The University of Chicago Magazine

June 1997

STYLE AND SUBSTANCE
Continued

Margaret Rosenheim

By example, Margaret ("Peggy") Rosenheim, the Helen Ross professor emerita of social welfare policy in the School of Social Service Administration, has taught students and colleagues to think broadly about the role of teaching and research in the larger campus community. The former SSA dean has taught in the Law School and the College, pressing students to use theory and history to tackle the day's controversial subjects.

The most electric and influential instructor I had in the Law School was Edward Levi. But also Walter Blum, Harry Kalven, and Bernard Meltzer. From them I learned that good teaching comes from people who are very smart. I also learned that there's no substitute for very careful preparation. I always reread the material and usually do some collateral reading before each class section.

My main goal is to get the students to identify and respond to questions generated by the readings. I see myself as filling in information that isn't in the readings. I assume the students will come to class well-prepared and ready to think collectively about the kinds of issues the readings generate. The problem is to keep up with them!

It's very desirable for teachers to recognize that teaching significantly is a matter of love-the love you have of your own material and the love you feel about imparting its importance. When I started out, I don't think I would have used that language--and that's where some of the challenge is. It's a competitive marketplace. You're competing for the students' attention for ideas that you feel strongly about. The overwhelming impulse is to convince students of the wonder and importance of the materials I'm trying to convey and the ideas I care about. And all this sounds a lot more confident than I feel.

Sidney Schulman

After 46 years at the University, Sidney Schulman retired in 1993 as the Ellen C. Manning professor emeritus in the Biological Sciences Division. Generations of medical students remember him as an exemplar of concerned patient care. In the mid-1970s, while continuing his neurological research, he began to teach in the College, developing a course that linked medicine and philosophy.

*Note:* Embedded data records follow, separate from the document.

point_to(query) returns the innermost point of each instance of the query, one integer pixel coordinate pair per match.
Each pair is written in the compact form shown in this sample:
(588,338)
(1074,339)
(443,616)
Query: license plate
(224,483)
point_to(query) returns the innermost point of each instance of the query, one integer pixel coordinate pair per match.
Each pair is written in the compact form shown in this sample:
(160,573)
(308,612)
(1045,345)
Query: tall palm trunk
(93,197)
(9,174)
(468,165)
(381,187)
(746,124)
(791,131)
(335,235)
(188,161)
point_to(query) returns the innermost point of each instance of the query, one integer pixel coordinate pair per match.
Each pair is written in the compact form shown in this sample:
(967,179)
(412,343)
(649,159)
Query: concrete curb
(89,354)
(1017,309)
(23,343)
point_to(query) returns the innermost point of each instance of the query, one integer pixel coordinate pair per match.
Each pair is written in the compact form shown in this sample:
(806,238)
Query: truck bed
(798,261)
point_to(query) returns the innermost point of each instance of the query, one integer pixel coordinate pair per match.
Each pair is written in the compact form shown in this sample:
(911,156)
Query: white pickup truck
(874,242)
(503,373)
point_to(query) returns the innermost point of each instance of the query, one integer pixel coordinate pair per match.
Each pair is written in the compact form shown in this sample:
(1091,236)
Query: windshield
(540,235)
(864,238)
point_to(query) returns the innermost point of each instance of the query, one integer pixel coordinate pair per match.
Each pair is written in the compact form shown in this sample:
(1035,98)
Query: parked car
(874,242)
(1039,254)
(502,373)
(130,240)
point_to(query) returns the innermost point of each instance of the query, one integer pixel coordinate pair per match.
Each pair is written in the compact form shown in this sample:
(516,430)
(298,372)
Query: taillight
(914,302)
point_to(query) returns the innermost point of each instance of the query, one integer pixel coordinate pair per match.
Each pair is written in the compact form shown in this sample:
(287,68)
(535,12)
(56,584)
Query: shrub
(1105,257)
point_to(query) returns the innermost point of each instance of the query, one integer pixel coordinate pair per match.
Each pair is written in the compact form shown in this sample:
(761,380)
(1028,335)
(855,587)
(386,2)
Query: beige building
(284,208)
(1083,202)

If you're going to lecture, be damn well prepared. Try to remember how long it took you to understand something fully before you get impatient with someone who's learning it for the first time. So don't get angry--or at least don't show it...

Hermann Schlesinger in the chemistry department was a short, pear-shaped man who chain-smoked and delivered lectures that were beautifully composed, with no recourse to any notes whatsoever. He was the best lecturer I have ever heard or experienced....

I studied a certain part of the nervous system microscopically and in great detail. My students expressed an interest in this, and informally there developed a regular get-together where we would look at microscopic sections of this portion of the thalamus taken from cats, gorillas, monkeys, and people. The purpose was nothing but the fun of it and thinking about how the nervous system works.

The older model of meeting to discuss cases three times a week with medical students, interns, and residents has gradually eroded. Technology has changed this, and also society's needs--people can't afford to stay in the hospital as long as they used to. But that approach gave wonderful exposure to the patient of people who were learning and people who knew. One might say the needs for personal skills of observation are not as great as they were. Now you've got an MRI scan. You don't have to make any big inferences from little clues. You don't have to take as detailed a history anymore.

John Simpson

The Arthur H. Compton distinguished service professor emeritus in the Enrico Fermi Institute, the physics department, and the College, John Simpson came to the University in 1943. His many honors--membership in the National Academy of Sciences and the American Philosophical Society; the 1974 NASA medal for exceptional achievement; and two Guggenheim fellowships--include a 1980 Quantrell award. Simpson has sponsored the doctoral work of 34 students, among them many of today's leaders in space research.

My theme is, Get out of the classroom and into the world of discovery and exploration of new frontiers--and the earlier the better. That's my advice to students.

When I was about 12 years old, my family moved into a new house. There was a garage and we didn't have a car, so I built a workshop and lab in there. I built things and did experiments, and later I learned that what I was doing was physics.

At Chicago I found that not many of the students had enough space to have a lab at home or in their apartment--space is cramped--so that's why we have a lab set aside in the physics department just for student participation. They can do what they want....

Enrico [Fermi] would come into the classroom and informally pour out the physics on the blackboard in a very easygoing way. One day I remember going in to see him about a problem we were working on, and he was at the board [writing equations]. He was rehearsing what he was doing and how he was doing it to make it very smooth and clear. Everybody thought he did it off the top of his head but, no way, he prepared!